AG Schöneberg vom 21.5.2025 – 4 C 39/25 –,
mitgeteilt von RAin Evelyn Meyer
Hinweis:
§ 565 Abs. 2 BGB a. F. lautete:
„Bei einem Mietverhältnis über Wohnraum ist die Kündigung spätestens am dritten Werktag eines Kalendermonats für den Ablauf des übernächsten Monats zulässig. Nach fünf, acht und zehn Jahren seit der Überlassung des Wohnraums verlängert sich die Kündigungsfrist um jeweils drei Monate. Eine Vereinbarung, nach welcher der Vermieter zur Kündigung unter Einhaltung einer kürzeren Frist berechtigt sein soll, ist nur wirksam, wenn der Wohnraum zu nur vorübergehendem Gebrauch vermietet ist.
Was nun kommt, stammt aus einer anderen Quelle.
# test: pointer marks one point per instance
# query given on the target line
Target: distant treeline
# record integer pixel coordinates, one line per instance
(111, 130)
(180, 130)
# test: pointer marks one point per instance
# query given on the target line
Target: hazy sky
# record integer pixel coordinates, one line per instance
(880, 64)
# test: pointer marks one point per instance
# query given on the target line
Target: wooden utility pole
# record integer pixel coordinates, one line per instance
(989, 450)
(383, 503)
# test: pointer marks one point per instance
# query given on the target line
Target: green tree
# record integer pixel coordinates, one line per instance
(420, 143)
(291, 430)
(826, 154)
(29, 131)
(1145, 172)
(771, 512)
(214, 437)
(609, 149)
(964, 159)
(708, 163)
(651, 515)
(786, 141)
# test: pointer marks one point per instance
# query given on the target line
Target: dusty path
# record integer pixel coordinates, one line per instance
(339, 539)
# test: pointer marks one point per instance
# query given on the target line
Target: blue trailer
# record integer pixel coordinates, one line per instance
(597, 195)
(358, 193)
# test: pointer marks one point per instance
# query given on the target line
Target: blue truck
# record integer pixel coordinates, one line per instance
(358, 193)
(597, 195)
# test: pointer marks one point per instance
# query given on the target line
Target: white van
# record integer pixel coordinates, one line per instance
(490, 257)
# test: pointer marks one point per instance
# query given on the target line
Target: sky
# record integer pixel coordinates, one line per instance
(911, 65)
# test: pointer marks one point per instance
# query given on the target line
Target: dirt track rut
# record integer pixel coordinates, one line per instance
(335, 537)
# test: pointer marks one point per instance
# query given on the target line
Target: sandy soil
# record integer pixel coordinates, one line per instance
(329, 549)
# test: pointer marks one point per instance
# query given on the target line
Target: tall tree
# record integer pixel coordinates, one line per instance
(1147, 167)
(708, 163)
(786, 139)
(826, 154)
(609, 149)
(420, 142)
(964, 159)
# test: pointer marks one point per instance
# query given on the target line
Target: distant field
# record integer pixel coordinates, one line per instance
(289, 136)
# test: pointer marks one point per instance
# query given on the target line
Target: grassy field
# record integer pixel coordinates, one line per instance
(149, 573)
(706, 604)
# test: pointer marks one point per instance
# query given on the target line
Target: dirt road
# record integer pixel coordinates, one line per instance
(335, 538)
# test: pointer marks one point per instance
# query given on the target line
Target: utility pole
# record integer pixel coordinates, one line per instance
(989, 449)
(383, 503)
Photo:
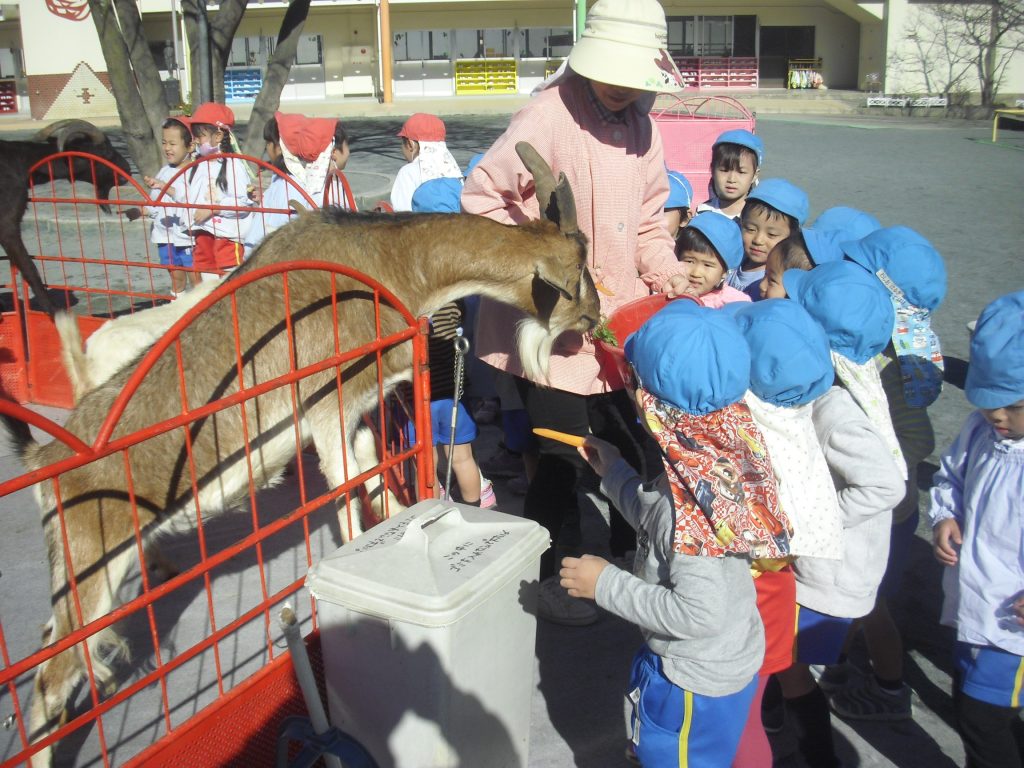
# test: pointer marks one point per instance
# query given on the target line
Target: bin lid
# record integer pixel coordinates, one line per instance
(430, 564)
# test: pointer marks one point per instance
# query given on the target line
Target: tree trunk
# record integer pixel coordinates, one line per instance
(278, 69)
(131, 108)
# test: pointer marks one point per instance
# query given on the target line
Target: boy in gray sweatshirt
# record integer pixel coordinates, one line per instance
(697, 527)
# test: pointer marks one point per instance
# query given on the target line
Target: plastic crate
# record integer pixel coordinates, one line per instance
(689, 126)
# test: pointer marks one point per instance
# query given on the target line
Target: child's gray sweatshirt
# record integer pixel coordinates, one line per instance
(868, 485)
(697, 613)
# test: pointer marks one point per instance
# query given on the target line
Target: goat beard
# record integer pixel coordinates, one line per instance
(535, 341)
Eine Vereinbarung, nach der die Kündigung nur für den Schluß bestimmter Kalendermonate zulässig sein soll, ist unwirksam.“
Für Mietverträge, die nach dem 31.8.2001 abgeschlossen wurden, gelten die Kündigungsfristen gemäß § 573 c Abs. 1 BGB:
„Die Kündigung ist spätestens am dritten Werktag eines Kalendermonats zum Ablauf des übernächsten Monats zulässig. Die Kündigungsfrist für den Vermieter verlängert sich nach fünf und acht Jahren seit der Überlassung des Wohnraums um jeweils drei Monate.“
Urteilstext
Tatbestand
Mit Vertrag vom 28.11.1955 mieteten die Eltern des Beklagten die streitgegenständliche Wohnung. Der Mietvertrag lautet auszugsweise wie folgt:
„Der Abschluß des Mietvertrages erfolgt auf 3 Jahre – Monate. Das Mietverhältnis beginnt mit dem 1.12.55 und endet am 30.11.1958. Wird es nicht spätestens 3 Monate vor Ablauf der Mietzeit gekündigt, so verlängert es sich jedes Mal um 1/4 Jahr.“
Der Beklagte trat nach dem Tod seiner Eltern auf Mieterseite in das Mietverhältnis ein, der Kläger wurde durch Eigentumserwerb Vermieter. Mit anwaltlichem Schreiben vom 17.09.2024 ließ der Kläger das streitgegenständliche Mietverhältnis wegen Eigenbedarfs zum 31.12.2024, hilfsweise zum nächstmöglichen Zeitpunkt kündigen. Mit Schreiben vom 15.10.2024 stellte der Kläger klar, dass die Kündigung nicht – wie versehentlich erklärt – zum 31.12.2024, sondern fristgemäß zum 28.02.2025 ausgesprochen wurde. Mit E-Mail vom 24.10.2024 ließ der Beklagte mitteilen, dass die im Mietvertrag vereinbarte Kündigungsfrist von drei Monaten unwirksam sei; es sei von einer zwölfmonatigen Kündigungsfrist auszugehen.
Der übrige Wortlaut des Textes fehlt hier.